School uniforms have to fulfill multiple design requirements. They’re supposed to immediately identify the wearer as a pupil of specific educational establishment. They must be smart and recognizable, easy to wear and wash and capable of protecting the wearer against the different weather types common in the United Kingdom throughout the different terms.
The basic principle behind the school uniform is twofold. On the one hand, it’s there to give pupils a sense of identity, the idea that the school they attend is a communal body of which they are an integral part. It is, in other words, intended to foster the school spirit required to encourage the pupil to behave in a way that represents that spirit whenever he or she has the blazer or tie.
On the other hand, the school uniform is there to show members of the public which institution the pupil attends. This in itself is a requirement that has several implications.
If pupils are well behaved (if, in other words, they buy into the school spirit of which the badge and uniform are symbols) then the uniform becomes an advert for the quality of discipline and teaching at the school in question. However, if pupils misbehave publicly, the uniform becomes a tool for bringing individuals to justice or for ensuring that responsibility for the behavior of its pupils comes back to the correct institution.
For the most part, the school uniform is worn by a child or teenager.

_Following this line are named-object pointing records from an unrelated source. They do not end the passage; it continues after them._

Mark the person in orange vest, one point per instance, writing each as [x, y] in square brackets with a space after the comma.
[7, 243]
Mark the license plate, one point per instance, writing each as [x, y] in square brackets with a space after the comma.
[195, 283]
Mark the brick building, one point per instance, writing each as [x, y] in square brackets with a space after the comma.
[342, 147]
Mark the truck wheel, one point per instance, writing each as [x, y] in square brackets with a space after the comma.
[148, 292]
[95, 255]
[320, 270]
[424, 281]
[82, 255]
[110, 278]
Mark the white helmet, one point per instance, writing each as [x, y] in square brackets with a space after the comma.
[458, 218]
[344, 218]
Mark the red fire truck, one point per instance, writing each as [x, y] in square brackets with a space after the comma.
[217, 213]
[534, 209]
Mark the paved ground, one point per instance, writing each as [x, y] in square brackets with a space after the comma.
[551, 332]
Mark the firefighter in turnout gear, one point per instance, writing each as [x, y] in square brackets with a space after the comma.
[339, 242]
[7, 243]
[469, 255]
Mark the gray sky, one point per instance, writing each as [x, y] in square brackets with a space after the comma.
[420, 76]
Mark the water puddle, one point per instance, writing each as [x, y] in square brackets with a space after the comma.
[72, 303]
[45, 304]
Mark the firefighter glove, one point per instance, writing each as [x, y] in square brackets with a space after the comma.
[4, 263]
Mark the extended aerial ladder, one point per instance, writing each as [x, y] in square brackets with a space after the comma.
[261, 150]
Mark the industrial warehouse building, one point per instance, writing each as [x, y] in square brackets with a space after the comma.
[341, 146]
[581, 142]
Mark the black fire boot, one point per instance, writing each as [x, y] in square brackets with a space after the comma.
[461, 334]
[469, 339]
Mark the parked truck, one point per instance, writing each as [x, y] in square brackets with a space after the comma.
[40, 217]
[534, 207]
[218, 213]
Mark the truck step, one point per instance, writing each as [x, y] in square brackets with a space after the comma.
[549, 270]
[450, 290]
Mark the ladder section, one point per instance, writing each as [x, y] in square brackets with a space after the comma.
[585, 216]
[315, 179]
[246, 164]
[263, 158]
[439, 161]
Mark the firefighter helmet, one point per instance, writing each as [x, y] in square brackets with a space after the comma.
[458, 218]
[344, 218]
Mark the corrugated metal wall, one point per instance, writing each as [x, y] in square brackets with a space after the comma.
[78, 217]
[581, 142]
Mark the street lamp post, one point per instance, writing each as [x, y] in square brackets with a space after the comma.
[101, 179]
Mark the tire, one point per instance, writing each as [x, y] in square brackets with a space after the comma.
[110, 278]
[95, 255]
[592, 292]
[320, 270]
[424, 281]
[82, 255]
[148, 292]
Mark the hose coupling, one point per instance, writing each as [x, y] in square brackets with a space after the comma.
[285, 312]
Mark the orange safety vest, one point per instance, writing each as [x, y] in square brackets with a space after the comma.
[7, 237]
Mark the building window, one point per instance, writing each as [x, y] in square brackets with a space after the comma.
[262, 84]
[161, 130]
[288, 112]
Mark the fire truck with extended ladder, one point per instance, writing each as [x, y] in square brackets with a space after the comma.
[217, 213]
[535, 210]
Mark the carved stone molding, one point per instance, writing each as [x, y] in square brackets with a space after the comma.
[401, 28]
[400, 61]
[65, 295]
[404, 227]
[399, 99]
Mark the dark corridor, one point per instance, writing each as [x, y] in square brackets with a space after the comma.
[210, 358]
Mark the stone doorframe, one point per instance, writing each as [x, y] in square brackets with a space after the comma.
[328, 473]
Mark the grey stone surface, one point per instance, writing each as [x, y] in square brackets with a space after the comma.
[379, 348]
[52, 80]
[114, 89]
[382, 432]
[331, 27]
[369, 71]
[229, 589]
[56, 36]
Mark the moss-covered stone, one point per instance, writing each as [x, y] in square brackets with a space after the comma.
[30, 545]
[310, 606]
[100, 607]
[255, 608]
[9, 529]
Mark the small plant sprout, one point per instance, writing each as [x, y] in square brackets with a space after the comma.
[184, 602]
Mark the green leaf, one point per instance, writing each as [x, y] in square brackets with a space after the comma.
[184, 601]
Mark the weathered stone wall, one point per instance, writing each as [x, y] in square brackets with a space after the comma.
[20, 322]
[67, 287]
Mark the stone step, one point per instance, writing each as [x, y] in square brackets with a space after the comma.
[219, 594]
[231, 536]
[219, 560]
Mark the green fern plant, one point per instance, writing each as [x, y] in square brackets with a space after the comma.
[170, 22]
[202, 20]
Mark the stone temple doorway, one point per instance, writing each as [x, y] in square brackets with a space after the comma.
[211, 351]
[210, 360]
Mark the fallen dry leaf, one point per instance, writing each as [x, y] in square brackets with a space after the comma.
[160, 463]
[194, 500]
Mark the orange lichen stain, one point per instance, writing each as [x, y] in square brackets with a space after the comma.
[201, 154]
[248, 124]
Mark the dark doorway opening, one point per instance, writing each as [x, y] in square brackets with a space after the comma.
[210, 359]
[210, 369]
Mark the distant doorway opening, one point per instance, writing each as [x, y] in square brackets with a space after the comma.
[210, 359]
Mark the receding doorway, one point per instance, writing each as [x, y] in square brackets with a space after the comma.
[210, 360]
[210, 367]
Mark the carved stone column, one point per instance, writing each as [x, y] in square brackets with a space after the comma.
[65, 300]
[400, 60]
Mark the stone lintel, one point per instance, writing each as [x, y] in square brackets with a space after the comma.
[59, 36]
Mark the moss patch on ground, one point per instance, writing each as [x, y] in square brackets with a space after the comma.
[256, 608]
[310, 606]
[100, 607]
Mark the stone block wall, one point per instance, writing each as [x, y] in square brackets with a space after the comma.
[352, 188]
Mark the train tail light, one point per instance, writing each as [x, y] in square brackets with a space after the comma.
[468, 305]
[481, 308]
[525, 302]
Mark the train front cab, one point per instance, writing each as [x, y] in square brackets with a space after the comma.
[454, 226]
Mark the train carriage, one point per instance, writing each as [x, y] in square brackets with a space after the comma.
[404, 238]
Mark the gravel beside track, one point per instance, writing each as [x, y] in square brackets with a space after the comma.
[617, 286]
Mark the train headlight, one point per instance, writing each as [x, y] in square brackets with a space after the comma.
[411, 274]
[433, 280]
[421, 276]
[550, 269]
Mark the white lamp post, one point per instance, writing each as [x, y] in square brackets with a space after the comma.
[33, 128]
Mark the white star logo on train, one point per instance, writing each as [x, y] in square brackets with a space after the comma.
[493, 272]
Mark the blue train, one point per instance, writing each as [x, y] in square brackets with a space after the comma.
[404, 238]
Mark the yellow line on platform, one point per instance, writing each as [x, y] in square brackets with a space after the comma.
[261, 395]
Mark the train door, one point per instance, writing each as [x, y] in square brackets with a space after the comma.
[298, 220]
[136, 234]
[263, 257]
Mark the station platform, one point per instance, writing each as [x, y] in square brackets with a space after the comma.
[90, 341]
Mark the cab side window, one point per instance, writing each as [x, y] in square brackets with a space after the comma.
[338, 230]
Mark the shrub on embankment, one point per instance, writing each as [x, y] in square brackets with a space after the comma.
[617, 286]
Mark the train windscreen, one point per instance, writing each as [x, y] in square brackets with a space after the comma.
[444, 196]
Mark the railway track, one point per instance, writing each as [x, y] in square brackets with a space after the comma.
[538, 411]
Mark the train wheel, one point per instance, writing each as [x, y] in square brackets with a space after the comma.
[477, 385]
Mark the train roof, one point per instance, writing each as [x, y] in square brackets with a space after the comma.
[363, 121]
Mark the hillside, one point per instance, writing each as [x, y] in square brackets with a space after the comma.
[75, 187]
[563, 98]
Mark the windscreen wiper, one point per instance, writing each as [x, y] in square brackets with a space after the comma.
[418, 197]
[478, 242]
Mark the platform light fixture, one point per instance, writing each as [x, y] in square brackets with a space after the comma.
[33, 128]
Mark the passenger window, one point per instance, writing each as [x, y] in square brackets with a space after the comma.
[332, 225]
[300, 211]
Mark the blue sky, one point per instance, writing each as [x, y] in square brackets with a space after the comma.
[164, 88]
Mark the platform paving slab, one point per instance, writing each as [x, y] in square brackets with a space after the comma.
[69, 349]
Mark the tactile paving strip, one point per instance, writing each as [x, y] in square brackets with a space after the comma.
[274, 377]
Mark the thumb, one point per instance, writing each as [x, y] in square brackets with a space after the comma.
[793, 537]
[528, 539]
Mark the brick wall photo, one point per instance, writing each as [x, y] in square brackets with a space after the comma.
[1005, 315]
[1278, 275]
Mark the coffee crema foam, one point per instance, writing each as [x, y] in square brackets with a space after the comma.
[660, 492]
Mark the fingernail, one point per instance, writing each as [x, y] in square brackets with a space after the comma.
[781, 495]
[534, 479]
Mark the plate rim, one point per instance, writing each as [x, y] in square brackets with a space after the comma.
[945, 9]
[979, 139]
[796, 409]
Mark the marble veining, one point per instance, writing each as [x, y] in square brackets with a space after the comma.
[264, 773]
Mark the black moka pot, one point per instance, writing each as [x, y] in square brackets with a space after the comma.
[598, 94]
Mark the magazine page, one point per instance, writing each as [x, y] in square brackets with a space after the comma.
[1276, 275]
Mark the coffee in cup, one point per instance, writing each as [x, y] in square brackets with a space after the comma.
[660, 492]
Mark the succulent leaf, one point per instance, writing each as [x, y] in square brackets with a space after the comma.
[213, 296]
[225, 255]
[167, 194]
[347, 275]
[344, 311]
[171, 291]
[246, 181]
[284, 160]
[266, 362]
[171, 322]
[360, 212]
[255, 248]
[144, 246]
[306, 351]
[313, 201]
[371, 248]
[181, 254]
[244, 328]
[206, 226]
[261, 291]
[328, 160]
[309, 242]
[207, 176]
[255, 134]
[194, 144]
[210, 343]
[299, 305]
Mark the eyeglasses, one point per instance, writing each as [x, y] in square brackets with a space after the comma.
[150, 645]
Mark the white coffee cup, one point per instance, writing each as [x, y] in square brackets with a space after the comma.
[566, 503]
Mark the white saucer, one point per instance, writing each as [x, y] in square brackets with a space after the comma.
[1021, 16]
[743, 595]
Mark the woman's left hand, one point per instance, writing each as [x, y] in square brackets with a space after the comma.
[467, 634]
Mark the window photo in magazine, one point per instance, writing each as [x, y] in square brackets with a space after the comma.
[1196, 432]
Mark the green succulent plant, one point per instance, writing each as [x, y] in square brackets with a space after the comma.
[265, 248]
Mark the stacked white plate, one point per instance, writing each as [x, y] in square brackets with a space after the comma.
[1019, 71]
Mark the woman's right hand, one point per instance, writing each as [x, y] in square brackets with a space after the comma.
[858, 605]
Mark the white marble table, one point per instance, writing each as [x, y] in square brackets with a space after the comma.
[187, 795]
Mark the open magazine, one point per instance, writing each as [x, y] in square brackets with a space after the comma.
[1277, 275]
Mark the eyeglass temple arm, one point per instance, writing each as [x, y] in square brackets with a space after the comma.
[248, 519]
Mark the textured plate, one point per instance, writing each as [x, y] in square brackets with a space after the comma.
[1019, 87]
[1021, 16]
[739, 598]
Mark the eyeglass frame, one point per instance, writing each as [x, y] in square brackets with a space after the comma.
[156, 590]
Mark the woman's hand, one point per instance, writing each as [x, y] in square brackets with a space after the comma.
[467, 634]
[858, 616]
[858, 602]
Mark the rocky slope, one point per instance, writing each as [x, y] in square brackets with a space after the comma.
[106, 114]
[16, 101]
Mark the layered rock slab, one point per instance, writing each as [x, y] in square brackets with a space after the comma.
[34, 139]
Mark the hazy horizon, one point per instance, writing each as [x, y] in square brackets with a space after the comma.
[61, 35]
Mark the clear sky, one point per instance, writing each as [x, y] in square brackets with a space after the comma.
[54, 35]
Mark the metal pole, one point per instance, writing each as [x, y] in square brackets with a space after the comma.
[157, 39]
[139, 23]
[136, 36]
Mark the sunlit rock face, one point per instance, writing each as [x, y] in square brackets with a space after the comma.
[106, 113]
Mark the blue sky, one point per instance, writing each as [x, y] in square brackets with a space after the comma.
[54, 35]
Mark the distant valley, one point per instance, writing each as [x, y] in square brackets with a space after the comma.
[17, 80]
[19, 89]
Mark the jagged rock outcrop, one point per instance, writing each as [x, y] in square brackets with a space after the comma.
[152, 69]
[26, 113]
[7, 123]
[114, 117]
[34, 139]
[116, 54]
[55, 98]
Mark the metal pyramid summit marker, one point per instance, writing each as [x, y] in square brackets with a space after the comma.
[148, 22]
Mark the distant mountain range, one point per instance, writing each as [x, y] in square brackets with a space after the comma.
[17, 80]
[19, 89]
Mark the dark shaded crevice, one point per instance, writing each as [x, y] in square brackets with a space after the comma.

As such, it must be designed to withstand the pounding its wearer is likely to give it. A uniform design doesn’t work if it’s made from a fabric that won’t take kindly to roughhousing, or playing football in breaks or attendant of any of the other horrors on being a pair of boys’ trousers, or a girl’s skirt.
Polyester is used in the majority of school uniforms. It is extremely tough, it’s easy to clean and it will hold its shape despite the content activity of young limbs. It’s also cost effective which is good for the manufacturer and for the retail outlets that sell the uniforms on to parents.
Cost effective school uniforms are also good for the ultimate consumer, the mother or father who puts his or her hand into his or her wallet every year.
Having school uniforms made from cost effective elements has another effect. It makes it much harder to visually identify pupils from richer or less affluent backgrounds. In essence, the uniform visually levels all pupils so none can be singled out as “different”.
There are two strands to the ideas of difference here. Uniforms have always been used to quell difference; both to make sure that disparate people are visually associated with a single company, place or ideal and to discourage individuals from expressing their personality over and above the wishes of the institution in question. There is, in other words, a subliminal disciplining about the act of wearing a uniform, which is intended to make pupils more likely to think, feel and behave as members of an establishment rather than as unruly individuals.